Bosnian Muslim Leaders Protest Plan That They Say Could Split Up Country

BOSNIA'S three warring factions began a second day of talks in Geneva yesterday with the Muslim-led government protesting that a new peace plan could lead to the country's eventual break-up.

President Alija Izetbegovic, reacting to proposals that would cut Bosnia into 10 powerful regions and assign half the country to the rebel Serbs, told reporters he could never accept the ethnic division of the republic.

Cyrus Vance and Lord David Owen, mediators and co-chairmen of the Geneva conference on former Yugoslavia, are overseeing talks to negotiate a durable cease-fire and the demilitarization of Sarajevo.

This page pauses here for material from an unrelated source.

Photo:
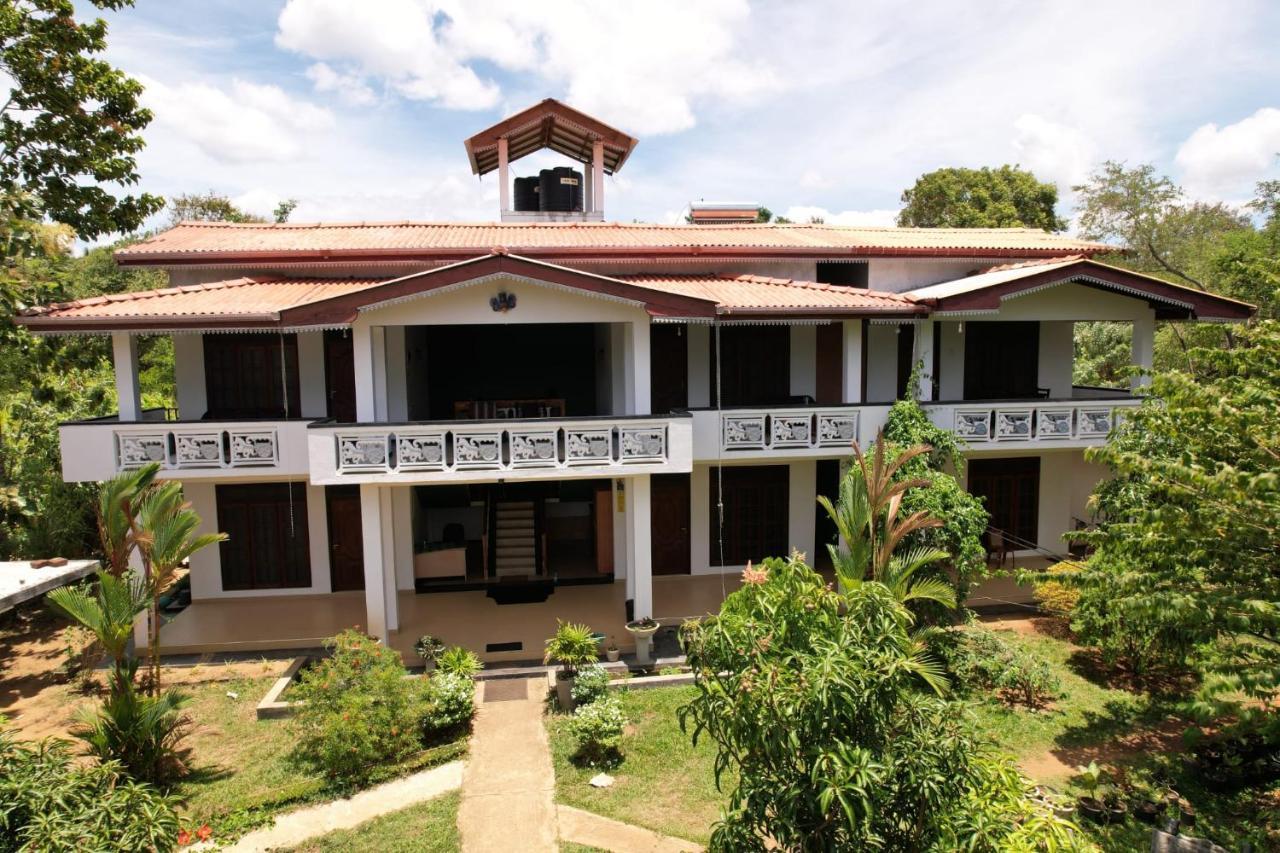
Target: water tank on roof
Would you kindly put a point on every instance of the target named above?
(560, 190)
(526, 194)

The three sides, represented by Mr. Izetbegovic, a Muslim; his Croat nominal ally Mate Boban; and Serb leader Radovan Karadzic, were asked to submit any objections to the plan before negotiations resumed yesterday.

Diplomats say the Muslims, who originally proposed 13 autonomous provinces in the new Bosnia, have little to gain from a peace accord in Geneva when foreign military intervention to thwart the insurgent Serbs could be only weeks away.

Mr. Vance and Lord Owen have left no doubt that they see themselves as working to head off growing world momentum towards intervention. They are backed by United Nations Secretary-General Boutros Boutros-Ghali, and insist that international intervention would wreck all hopes for peace and bring more suffering to Bosnia.